Job Description
Quantum Nexus is at the forefront of the next technological revolution. We are looking for a visionary Senior AI Engineer to lead the architectural design of our core AI infrastructure, specifically targeting the technological milestones of 2026.
In this pivotal role, you will not just implement existing models but define the future of our generative AI capabilities. You will work in a high-performance environment where innovation is the standard and your code will impact millions of users globally.
Why Join Us?
- Work with state-of-the-art hardware and software stacks.
- Competitive equity package and benefits.
- Flexible remote-first culture with HQ in the heart of Silicon Valley.
The Role
We are seeking an expert to bridge the gap between theoretical AI research and production-grade engineering. You will own the longevity and scalability of our neural networks.
Responsibilities
- Architect and deploy scalable machine learning pipelines capable of handling petabyte-scale data.
- Lead the research and implementation of next-generation Large Language Models (LLMs) aligned with 2026 industry standards.
- Optimize model inference speed and reduce latency for real-time applications.
- Collaborate with product managers and data scientists to translate business requirements into technical AI solutions.
- Mentor junior engineers and establish best practices for code review and deployment.

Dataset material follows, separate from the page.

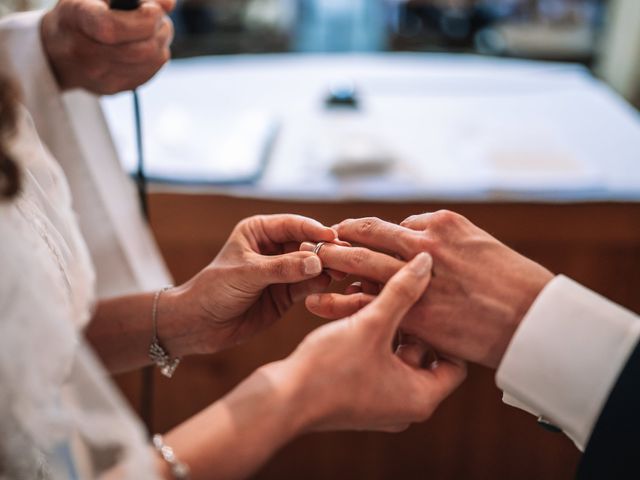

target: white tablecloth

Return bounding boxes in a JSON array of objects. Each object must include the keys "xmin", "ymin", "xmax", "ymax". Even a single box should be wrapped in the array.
[{"xmin": 102, "ymin": 53, "xmax": 640, "ymax": 202}]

- Ensure the ethical use of AI and maintain strict data privacy protocols.
Qualifications
- Masterβs or PhD degree in Computer Science, Artificial Intelligence, or a related technical field.
- Minimum of 5+ years of experience in machine learning engineering, with at least 2 years in a leadership or senior technical role.
- Deep expertise in Python, PyTorch, TensorFlow, or JAX.
- Proven track record of deploying successful AI models into production environments.
- Strong understanding of distributed systems, cloud infrastructure (AWS/GCP/Azure), and containerization (Docker/Kubernetes).
- Experience with MLOps tools and CI/CD pipelines.